En la carta, el abuelo explicaba que tomó esa decisión precisamente por miedo a que yo perdiera todo lo que había construido en aquella tierra. Recordaba los diez años en los que trabajé a su lado sin pedirle jamás nada a cambio. Decía que había sido para él más un hijo que un nieto, y que mis hijos eran los únicos niños que había vuelto a ver correr por el patio con la misma alegría con la que yo lo había hecho de pequeño.
Según los estatutos de la fundación, yo sería el administrador vitalicio de la finca. Tras mí, si así lo deseaban, mis hijos podrían continuar con esa labor. La única condición era clara y absoluta: la tierra jamás podría ser vendida.
No pude contener las lágrimas. El abuelo no me había dicho una sola palabra sobre sus planes.

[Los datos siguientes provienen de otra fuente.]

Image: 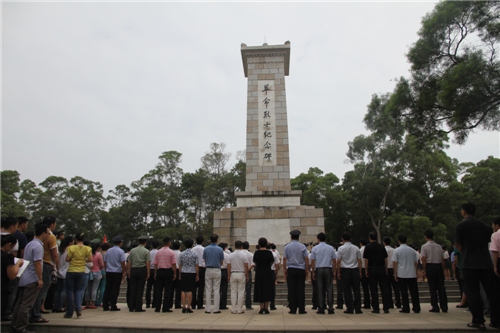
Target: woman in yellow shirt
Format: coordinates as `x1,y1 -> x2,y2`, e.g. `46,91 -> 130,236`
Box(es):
64,232 -> 92,318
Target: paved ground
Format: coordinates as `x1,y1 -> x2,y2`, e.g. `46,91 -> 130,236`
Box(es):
2,303 -> 497,333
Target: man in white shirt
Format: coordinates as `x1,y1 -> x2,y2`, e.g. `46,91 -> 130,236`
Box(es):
382,237 -> 401,309
337,232 -> 363,314
391,235 -> 420,313
226,240 -> 248,314
191,236 -> 206,310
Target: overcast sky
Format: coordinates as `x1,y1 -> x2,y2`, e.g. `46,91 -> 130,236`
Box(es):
2,2 -> 500,193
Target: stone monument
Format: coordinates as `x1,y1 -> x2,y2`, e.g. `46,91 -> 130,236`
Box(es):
214,41 -> 325,253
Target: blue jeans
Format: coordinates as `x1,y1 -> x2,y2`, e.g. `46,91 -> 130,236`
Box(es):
54,278 -> 66,310
66,272 -> 88,316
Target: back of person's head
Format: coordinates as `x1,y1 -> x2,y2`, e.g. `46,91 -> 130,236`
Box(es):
462,202 -> 476,216
424,230 -> 434,239
184,239 -> 194,249
2,217 -> 19,230
35,223 -> 49,238
42,215 -> 56,228
258,237 -> 267,248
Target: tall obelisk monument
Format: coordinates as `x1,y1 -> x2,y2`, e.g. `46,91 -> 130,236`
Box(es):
214,42 -> 324,248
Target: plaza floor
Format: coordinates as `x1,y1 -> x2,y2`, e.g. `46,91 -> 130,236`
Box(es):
2,303 -> 490,333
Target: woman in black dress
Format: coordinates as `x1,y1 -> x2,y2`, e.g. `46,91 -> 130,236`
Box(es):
253,238 -> 274,314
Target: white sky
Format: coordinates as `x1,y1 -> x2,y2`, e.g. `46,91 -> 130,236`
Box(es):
2,2 -> 500,193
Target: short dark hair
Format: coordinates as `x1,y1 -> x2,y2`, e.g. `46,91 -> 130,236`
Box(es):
2,217 -> 19,230
257,237 -> 267,248
316,232 -> 326,242
183,239 -> 194,249
462,202 -> 476,216
424,230 -> 434,239
35,224 -> 49,238
42,215 -> 56,227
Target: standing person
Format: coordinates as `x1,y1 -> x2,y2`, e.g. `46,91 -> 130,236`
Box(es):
102,235 -> 127,311
421,230 -> 448,312
52,236 -> 74,313
11,224 -> 50,333
146,240 -> 160,309
391,235 -> 420,313
266,243 -> 280,310
243,241 -> 254,310
191,236 -> 206,310
359,238 -> 371,309
219,243 -> 230,310
179,239 -> 200,313
383,237 -> 401,309
95,242 -> 111,307
64,232 -> 92,318
127,236 -> 151,312
1,234 -> 23,321
30,216 -> 59,323
283,230 -> 309,314
455,203 -> 500,330
363,231 -> 390,313
337,232 -> 360,314
311,232 -> 337,314
170,242 -> 182,309
253,237 -> 274,314
153,237 -> 177,312
203,234 -> 224,313
227,240 -> 248,314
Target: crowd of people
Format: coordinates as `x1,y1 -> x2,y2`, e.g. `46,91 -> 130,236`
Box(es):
1,204 -> 500,333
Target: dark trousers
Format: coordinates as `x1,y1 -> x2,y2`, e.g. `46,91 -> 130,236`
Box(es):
368,266 -> 391,310
463,268 -> 500,326
128,267 -> 148,311
288,268 -> 306,313
361,268 -> 370,309
191,267 -> 206,309
170,269 -> 182,309
245,271 -> 253,309
313,267 -> 333,311
426,264 -> 448,312
387,268 -> 401,308
146,269 -> 155,307
340,268 -> 361,312
102,272 -> 122,310
219,268 -> 227,309
153,268 -> 174,311
398,278 -> 420,312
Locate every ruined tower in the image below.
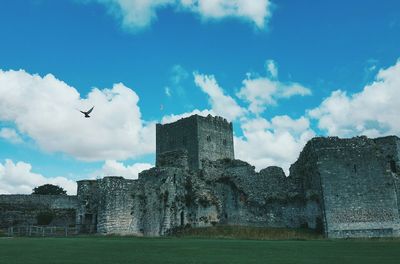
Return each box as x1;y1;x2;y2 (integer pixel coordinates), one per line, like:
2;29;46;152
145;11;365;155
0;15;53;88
156;115;234;169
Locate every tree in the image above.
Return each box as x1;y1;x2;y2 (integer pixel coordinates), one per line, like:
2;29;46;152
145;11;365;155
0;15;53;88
32;184;67;195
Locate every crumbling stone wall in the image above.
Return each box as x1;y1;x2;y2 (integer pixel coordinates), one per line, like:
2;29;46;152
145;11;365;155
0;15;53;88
0;195;77;228
156;115;234;169
78;134;399;237
300;137;400;237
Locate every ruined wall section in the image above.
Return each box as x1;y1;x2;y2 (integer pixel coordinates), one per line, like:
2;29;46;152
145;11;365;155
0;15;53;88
156;115;199;168
0;194;78;228
76;180;100;233
203;160;321;229
97;176;136;235
197;115;235;168
156;115;234;170
311;137;399;237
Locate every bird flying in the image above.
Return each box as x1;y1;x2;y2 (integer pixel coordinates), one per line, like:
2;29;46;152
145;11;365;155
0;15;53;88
80;106;94;118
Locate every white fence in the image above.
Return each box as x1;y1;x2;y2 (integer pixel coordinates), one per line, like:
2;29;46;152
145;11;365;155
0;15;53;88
7;225;78;237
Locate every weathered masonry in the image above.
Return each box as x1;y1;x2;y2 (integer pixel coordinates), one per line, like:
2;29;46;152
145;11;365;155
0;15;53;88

Probablemente sabía que yo habría intentado disuadirlo, incapaz de aceptar que se preocupara tanto por nosotros en sus últimos días.

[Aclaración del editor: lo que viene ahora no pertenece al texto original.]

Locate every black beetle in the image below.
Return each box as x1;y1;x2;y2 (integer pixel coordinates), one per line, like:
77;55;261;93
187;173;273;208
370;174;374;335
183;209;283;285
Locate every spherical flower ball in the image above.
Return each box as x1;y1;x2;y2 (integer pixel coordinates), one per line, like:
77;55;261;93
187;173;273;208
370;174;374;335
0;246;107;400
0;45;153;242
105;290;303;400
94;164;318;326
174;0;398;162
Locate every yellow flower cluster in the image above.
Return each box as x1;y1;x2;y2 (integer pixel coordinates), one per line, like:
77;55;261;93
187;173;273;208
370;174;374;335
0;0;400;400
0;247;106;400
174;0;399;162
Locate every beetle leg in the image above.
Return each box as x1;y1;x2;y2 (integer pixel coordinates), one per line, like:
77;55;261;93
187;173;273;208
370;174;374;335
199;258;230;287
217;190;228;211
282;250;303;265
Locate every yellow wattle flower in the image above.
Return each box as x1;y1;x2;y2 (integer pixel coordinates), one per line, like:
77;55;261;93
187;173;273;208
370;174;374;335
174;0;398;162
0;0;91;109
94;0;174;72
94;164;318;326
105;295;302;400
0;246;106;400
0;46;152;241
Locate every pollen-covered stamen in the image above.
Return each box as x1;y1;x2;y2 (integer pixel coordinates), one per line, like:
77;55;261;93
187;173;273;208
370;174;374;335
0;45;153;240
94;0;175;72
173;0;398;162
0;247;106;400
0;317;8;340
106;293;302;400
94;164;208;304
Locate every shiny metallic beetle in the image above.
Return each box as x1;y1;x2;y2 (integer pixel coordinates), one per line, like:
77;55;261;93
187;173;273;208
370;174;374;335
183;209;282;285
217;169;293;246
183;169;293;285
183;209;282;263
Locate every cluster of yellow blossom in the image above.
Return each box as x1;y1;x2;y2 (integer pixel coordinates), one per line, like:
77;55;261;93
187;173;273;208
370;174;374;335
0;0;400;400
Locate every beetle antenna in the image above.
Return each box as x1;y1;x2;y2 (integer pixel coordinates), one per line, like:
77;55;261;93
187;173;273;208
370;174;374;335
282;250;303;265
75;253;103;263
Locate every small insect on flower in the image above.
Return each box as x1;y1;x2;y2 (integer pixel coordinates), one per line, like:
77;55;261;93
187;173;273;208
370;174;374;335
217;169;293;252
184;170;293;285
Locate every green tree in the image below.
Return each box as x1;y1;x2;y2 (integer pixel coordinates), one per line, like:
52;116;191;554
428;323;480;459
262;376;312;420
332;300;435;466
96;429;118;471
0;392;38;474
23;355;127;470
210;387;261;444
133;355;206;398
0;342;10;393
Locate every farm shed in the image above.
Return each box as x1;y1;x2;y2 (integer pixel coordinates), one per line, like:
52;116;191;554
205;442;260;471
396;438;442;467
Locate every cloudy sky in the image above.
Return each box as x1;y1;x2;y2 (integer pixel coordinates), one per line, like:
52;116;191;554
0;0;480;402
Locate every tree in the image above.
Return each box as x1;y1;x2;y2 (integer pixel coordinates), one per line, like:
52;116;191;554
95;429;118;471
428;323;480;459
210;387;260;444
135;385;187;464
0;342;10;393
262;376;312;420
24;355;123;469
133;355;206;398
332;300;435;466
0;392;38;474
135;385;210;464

La reacción de la tía y el proceso judicial
Lidia estalló. Gritó que se trataba de una manipulación, que impugnaría todo, que yo lo había convencido aprovechándome de su estado. Negué con la cabeza. No sabía absolutamente nada, y esa era la verdad.

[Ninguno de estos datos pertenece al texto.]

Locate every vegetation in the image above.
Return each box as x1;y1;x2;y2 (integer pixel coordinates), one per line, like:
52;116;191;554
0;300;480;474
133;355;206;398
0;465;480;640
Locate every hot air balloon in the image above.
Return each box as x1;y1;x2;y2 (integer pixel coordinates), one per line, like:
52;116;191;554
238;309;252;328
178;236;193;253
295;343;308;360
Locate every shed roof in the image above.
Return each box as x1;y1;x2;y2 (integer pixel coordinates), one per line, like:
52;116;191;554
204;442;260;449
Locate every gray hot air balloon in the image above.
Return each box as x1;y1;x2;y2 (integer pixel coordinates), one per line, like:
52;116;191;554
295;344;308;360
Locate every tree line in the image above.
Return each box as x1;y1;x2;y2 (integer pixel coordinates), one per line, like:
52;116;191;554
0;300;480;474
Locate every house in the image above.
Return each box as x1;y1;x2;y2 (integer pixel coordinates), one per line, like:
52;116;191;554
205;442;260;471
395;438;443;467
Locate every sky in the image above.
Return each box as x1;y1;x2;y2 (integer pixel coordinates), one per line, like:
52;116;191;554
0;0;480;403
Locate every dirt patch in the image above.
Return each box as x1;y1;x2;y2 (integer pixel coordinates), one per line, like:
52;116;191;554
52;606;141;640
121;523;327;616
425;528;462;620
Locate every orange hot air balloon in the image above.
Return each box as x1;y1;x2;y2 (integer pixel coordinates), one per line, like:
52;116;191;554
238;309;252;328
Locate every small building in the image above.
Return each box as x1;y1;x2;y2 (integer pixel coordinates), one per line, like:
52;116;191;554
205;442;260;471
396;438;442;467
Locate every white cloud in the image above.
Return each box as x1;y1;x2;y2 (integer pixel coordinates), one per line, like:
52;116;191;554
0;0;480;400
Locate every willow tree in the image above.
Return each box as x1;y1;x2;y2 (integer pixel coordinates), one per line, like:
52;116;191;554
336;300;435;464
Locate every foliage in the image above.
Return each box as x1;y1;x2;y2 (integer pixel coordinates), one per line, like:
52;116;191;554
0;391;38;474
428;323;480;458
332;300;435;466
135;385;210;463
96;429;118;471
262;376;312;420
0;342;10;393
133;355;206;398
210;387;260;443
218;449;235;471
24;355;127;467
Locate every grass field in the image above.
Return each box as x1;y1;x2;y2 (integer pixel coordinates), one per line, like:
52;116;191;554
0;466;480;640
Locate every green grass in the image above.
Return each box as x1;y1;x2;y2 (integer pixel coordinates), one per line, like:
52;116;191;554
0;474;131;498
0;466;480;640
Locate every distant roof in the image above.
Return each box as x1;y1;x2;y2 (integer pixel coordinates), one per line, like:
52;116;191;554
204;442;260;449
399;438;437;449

El abogado le explicó que estaba en su derecho de impugnar, pero que los documentos habían sido firmados con todas las formalidades legales, en presencia de un médico que certificó que mi abuelo se encontraba en plena lucidez mental al momento de tomar la decisión.
Mi tía abandonó la sala dando un portazo, sin siquiera esperar a que terminara la lectura del testamento. Semanas después, cumplió su amenaza y presentó una demanda judicial. Sin embargo, el resultado fue el que ya se anticipaba:
- El juez confirmó que la voluntad del abuelo se había expresado con total claridad.
- Todos los requisitos legales habían sido cumplidos rigurosamente.
- La constitución de la fundación era irrevocable y válida.
- La finca permanecería protegida indefinidamente.
Lidia perdió el proceso. La propiedad quedó definitivamente resguardada de cualquier intento de venta o partición.